By the fourth hour Daniel could express mostly anything he wanted to, though slowly and with difficulty, and he frequently dropped function words. He could read the clocks in the room and the words and numbers on his bracelet, even the arbitrary patient numbers. A nurse came in and asked him if he knew where he was; he dutifully answered her “Lankenau emergency room,” then turned to me to whisper conspiratorially, “the nice hospital.” At that point I finally relaxed. He started trying to explain what he had been experiencing the past few hours. He claimed to remember nothing before the CAT scan, and progressively more since then. “Everything was yellow on the left?” “No… yellow just… was on the left.” “What was bright? Did the lights hurt you?” “Bright yellow. Yellow was bright.” He insisted that this did not feel like any migraine he had ever had. “Left only. Usually… both. No aura. I get strawberry aura.” His speech became rapidly more and more fluent as we conversed. I asked him unique questions but also did a lot of shadowing, to which he was very attentive. “Hurts less.” “Your head hurts less now?” “Yes. My head hurts less now.” He corrected himself and repeated things more and more frequently until he no longer needed to.
As I became better able to express ideas in language, I became better able to hold onto ideas and manipulate them.

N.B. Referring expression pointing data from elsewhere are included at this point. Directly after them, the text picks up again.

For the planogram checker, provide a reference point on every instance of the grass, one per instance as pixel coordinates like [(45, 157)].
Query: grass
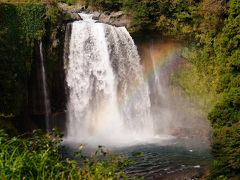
[(38, 156)]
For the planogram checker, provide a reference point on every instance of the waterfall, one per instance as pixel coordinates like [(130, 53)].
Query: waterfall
[(108, 97), (44, 86)]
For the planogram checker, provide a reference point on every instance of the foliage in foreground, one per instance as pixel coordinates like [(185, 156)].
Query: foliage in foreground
[(38, 156)]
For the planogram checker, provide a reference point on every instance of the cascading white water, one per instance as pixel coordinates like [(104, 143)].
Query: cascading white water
[(108, 97), (45, 94)]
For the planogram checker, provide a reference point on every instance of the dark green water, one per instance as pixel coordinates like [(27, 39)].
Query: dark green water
[(173, 158)]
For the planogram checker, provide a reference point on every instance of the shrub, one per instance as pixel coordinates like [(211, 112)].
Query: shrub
[(38, 156)]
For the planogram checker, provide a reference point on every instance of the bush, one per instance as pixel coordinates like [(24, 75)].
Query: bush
[(226, 151), (39, 157), (227, 111)]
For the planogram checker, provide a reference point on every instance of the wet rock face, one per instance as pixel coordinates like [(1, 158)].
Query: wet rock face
[(118, 18), (115, 18)]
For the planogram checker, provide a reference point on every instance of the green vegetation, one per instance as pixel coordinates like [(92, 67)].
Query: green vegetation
[(38, 156), (20, 25), (211, 77)]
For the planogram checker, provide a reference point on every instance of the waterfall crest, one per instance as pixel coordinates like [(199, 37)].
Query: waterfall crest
[(108, 96)]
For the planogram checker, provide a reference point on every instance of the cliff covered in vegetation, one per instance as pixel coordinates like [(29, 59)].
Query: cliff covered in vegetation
[(209, 28)]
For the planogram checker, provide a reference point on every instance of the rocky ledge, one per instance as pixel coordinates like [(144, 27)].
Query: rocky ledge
[(118, 18)]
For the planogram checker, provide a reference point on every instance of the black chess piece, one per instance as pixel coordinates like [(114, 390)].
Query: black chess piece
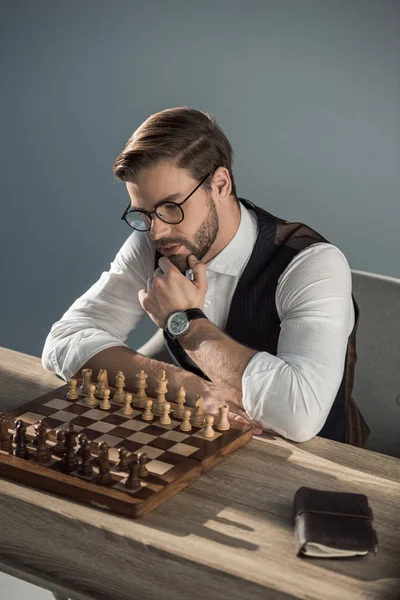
[(104, 476), (133, 482), (19, 438), (43, 452), (36, 428), (5, 435), (82, 438), (143, 471), (86, 468), (60, 446), (123, 459), (70, 462)]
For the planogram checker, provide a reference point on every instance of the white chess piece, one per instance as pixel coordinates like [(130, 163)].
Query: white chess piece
[(186, 425), (72, 391), (197, 419), (180, 401), (208, 431), (165, 418), (147, 414), (127, 409), (223, 423), (90, 399), (105, 403)]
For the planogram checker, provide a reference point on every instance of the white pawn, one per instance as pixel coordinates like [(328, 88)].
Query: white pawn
[(105, 403), (147, 414), (223, 423), (180, 401), (86, 381), (165, 418), (208, 431), (127, 410), (140, 396), (72, 392), (90, 399), (186, 425), (119, 395), (101, 383), (197, 419)]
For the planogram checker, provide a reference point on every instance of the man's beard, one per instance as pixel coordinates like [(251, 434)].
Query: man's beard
[(204, 238)]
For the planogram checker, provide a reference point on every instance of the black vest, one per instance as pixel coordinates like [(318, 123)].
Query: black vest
[(253, 319)]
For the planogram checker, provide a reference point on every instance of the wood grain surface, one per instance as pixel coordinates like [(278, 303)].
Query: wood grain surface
[(228, 535)]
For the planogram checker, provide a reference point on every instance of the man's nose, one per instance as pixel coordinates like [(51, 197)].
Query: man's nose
[(159, 229)]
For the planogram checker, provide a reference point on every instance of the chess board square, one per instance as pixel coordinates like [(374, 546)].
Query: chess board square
[(114, 419), (183, 449), (162, 443), (172, 425), (129, 445), (111, 440), (158, 467), (76, 409), (81, 421), (121, 486), (101, 426), (91, 435), (135, 425), (63, 415), (53, 423), (175, 436), (65, 426), (30, 417), (57, 403), (82, 402), (95, 414), (141, 438), (121, 432), (113, 455), (153, 430), (199, 434), (135, 413), (151, 452)]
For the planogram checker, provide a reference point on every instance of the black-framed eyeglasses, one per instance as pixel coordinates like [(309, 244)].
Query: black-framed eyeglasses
[(169, 212)]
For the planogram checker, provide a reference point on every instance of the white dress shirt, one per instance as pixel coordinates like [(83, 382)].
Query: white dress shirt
[(290, 393)]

Before, ideas had felt as if they were all run together, barely differentiated sometimes. Words, especially, in the sort of dawn when I had just begun to remember again what words were; I couldn’t pick out one word from another because they seemed to be all overlapping in meaning, hundreds of thousands of overlapping shapes only just barely separated. As language returned, the shapes drifted apart, the boundaries became firmly defined, and the tip-of-the-tongue feeling departed; when I wanted to speak, I no longer had to try to pry one word from another; the right word simply was the right word, rather than having to be sifted from all the others. In spite of these difficulties, I never used the wrong word. I often used a word that was less precise than I had intended (the message I was constructing was always more precise than what I was able to produce), but I never said “apple” when I meant “banana”.

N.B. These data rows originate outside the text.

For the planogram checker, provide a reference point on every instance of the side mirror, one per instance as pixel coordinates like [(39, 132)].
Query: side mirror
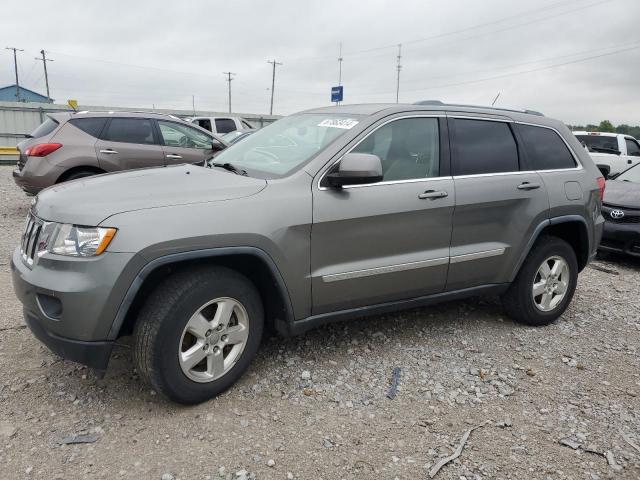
[(356, 169), (217, 146), (604, 169)]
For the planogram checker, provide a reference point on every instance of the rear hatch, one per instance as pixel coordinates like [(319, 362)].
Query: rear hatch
[(45, 129)]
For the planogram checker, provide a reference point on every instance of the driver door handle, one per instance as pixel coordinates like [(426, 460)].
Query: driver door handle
[(528, 186), (433, 194)]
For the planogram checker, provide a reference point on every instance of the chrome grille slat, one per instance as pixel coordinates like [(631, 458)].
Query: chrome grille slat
[(30, 239)]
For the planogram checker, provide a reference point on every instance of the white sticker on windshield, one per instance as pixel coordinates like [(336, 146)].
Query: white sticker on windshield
[(345, 123)]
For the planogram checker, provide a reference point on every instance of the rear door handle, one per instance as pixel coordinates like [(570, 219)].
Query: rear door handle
[(433, 194), (528, 186)]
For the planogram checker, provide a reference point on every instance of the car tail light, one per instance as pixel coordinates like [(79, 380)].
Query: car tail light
[(601, 186), (42, 149)]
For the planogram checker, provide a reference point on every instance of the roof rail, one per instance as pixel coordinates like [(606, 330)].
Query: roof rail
[(129, 111), (442, 104)]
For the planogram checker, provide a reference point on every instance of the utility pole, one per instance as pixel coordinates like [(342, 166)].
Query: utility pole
[(228, 74), (339, 69), (15, 66), (398, 67), (340, 66), (44, 61), (273, 81)]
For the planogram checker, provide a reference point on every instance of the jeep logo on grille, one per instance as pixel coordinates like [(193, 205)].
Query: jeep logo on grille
[(616, 214)]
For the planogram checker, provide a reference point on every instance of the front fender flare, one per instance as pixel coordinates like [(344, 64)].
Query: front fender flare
[(138, 281)]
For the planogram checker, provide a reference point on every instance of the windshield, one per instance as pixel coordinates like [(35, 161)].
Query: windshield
[(630, 175), (287, 144), (600, 142)]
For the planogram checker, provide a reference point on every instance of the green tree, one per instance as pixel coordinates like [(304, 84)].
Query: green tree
[(606, 126)]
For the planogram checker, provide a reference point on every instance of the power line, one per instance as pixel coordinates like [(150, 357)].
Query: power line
[(44, 61), (273, 82), (474, 27), (228, 74), (505, 75), (15, 66)]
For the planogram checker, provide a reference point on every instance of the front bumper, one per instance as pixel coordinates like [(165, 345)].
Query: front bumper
[(92, 354), (621, 238), (70, 303)]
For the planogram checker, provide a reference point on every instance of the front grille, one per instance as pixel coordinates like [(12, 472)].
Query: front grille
[(29, 243), (628, 215)]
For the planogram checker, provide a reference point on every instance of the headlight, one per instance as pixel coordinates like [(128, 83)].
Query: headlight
[(65, 239)]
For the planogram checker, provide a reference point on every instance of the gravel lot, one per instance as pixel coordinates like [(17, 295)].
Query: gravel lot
[(560, 402)]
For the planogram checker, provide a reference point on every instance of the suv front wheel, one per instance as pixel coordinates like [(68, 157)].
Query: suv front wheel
[(544, 285), (197, 333)]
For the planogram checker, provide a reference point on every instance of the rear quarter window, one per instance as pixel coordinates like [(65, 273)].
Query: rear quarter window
[(45, 128), (545, 149), (93, 126), (483, 146)]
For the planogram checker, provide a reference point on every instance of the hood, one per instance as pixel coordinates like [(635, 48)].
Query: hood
[(88, 201), (622, 194)]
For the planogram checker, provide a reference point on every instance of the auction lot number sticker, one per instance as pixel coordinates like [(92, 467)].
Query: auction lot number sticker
[(345, 123)]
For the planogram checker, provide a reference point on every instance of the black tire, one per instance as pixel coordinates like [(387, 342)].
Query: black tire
[(164, 316), (518, 301), (78, 174)]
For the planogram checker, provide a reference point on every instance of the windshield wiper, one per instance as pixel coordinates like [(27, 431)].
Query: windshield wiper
[(230, 168)]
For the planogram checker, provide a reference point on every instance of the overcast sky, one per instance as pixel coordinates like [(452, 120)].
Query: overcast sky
[(536, 54)]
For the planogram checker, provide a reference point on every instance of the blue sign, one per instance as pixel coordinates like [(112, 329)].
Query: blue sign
[(336, 94)]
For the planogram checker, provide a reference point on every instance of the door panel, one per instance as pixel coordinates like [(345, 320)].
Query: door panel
[(113, 156), (492, 224), (498, 206), (379, 243)]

I think understanding what was happening helped tremendously in the rapidity of my recovery. From very early on, I was very self-aware and constantly attending to my mental state, trying to the best of my ability to probe out the new shape I found my mind to be in. I felt as if a lamp had gone out, but I’d been expecting it – I knew where everything was, and I just had to feel around long enough in the right places, and the light would come back.
when the darkness takes you, with her hand across your face
don’t give in too quickly, find the things she’s erased
find the line, find the shape through the grain
find the outline and things will tell you their name
Suzanne Vega
The ER doctors in consultation with their and my own neurologist eventually came to the conclusion that I’d had a partial complex seizure. Unknown cause. I’d recently started a new migraine medication, but one not known to have any side effects that could cause anything like this. Essentially, they decided that this was a fluke. A random event that just happened to present in a very abnormal fashion.